U.S. Senator Ken Salazar reports the future of the Army's Pinon Canyon Maneuver Site is surrounded by unanswered questions. Salazar visited with state and local leaders Wednesday to compare notes on a possible expansion.
A standing room only crowd filled the Springs city council chambers Wednesday to discuss a parcel of land nearly three hours away.
"This must be an important issue since we have so many people who are here," said Sen. Ken Salazar (D) Colo.
In the group, local leaders with a take on the future of Pinon Canyon.
"Our top priority is taking care of men and women in uniform and their families," said Colorado Springs Mayor Lionel Rivera.
Rivera believes expanding the site is one way to do it.
The Army wants more than 400,000 acres to give troops more room for real-world training.

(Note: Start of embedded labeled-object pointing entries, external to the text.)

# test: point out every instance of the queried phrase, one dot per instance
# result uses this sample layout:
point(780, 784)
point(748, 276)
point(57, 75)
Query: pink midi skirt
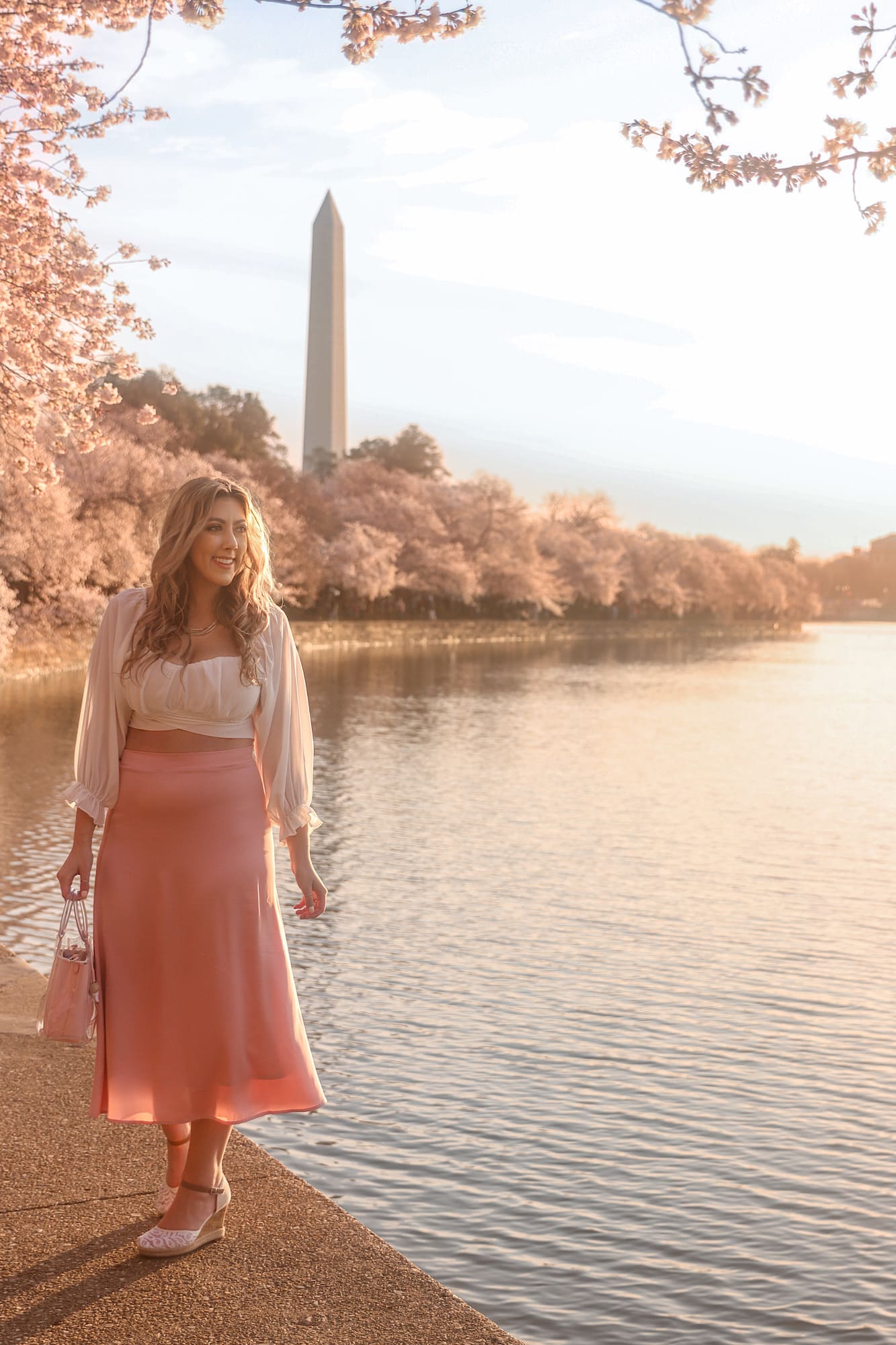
point(198, 1012)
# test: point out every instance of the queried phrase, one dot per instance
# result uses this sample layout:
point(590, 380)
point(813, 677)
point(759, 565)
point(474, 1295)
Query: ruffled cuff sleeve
point(103, 726)
point(284, 744)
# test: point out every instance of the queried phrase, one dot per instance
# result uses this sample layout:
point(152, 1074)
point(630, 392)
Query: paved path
point(76, 1192)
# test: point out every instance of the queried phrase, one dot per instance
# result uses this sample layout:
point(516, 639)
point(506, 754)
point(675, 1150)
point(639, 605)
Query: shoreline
point(77, 1191)
point(72, 653)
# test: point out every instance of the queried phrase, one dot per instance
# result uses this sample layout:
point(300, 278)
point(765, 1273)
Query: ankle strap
point(212, 1191)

"I think we owe it to our military to have the best training possible before they deploy to the middle east," Rivera said.
Salazar has his own questions: specifically if Pinon Canyon is already large enough and if there could be a win-win answer for the Army and the ranchers who own the land it wants to buy.

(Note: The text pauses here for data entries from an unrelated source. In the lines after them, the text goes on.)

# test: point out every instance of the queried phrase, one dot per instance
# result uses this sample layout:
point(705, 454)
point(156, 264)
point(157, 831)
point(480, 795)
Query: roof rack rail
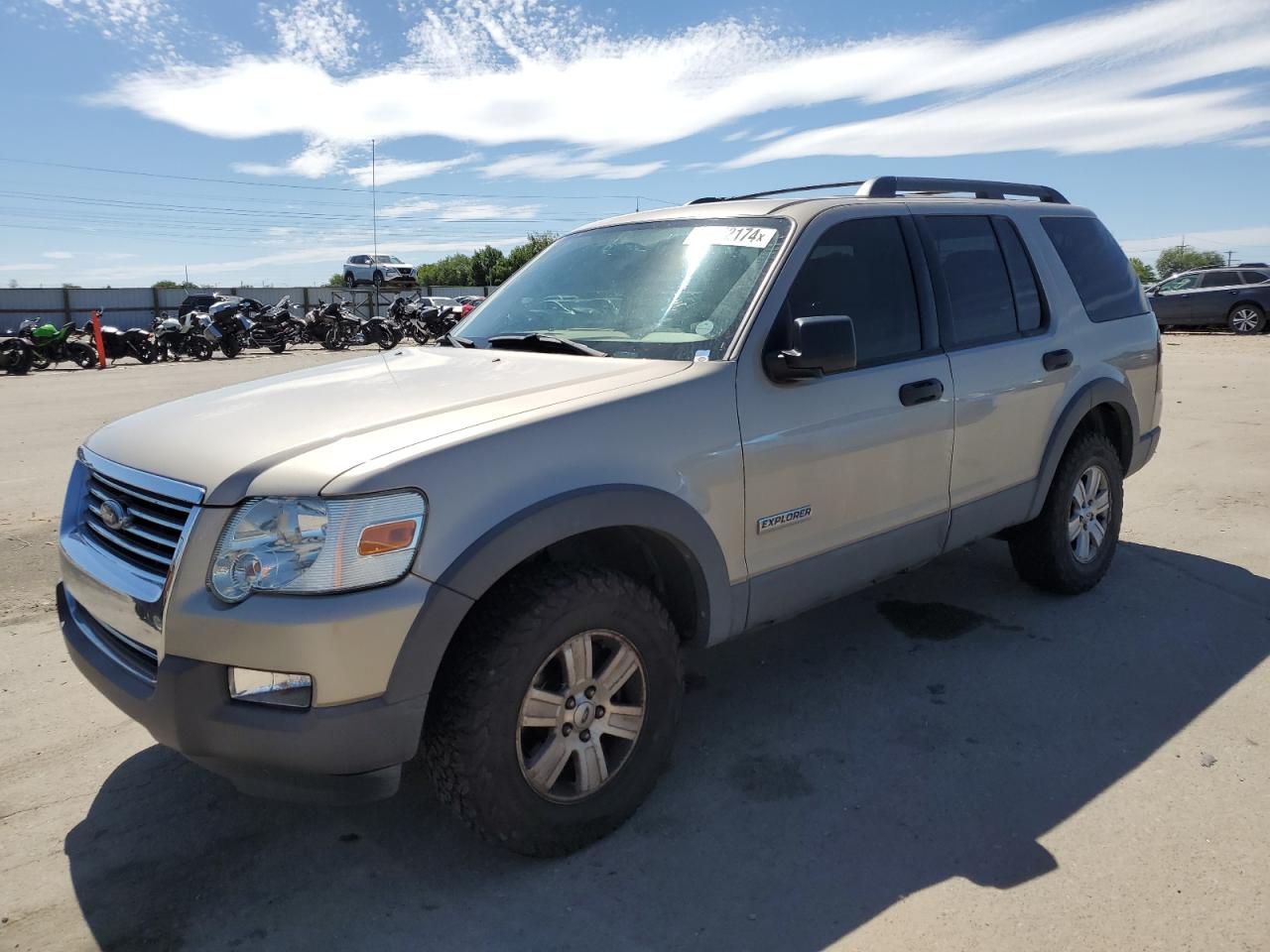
point(892, 186)
point(889, 185)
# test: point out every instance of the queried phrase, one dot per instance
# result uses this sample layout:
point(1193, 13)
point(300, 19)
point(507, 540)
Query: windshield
point(1187, 281)
point(672, 290)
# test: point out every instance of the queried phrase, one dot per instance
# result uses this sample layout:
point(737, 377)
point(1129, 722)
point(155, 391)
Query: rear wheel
point(1069, 547)
point(1246, 318)
point(557, 711)
point(81, 354)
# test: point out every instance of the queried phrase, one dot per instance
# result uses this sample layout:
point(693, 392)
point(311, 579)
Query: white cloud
point(318, 159)
point(390, 171)
point(531, 72)
point(1239, 240)
point(320, 32)
point(772, 134)
point(562, 166)
point(460, 211)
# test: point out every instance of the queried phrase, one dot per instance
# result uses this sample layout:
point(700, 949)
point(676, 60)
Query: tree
point(522, 254)
point(1144, 272)
point(486, 263)
point(1183, 259)
point(452, 271)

"We need to explore concepts with respect to additional land that may be acquired and how that might be managed in a way to help support ranchers and the ranching community in the southeastern part of the state," he said.
Opponents outside the meeting said the Army wants too much.
"This would really open the door to the demise of a whole chunk of our state," said Bill Sulzman.
Local leaders urged Salazar to support pre-expansion environmental impact studies while giving landowners a break from Army pressure to sell.
Salazar said he'll take their input back to the drawing board for the upcoming legislative session in September.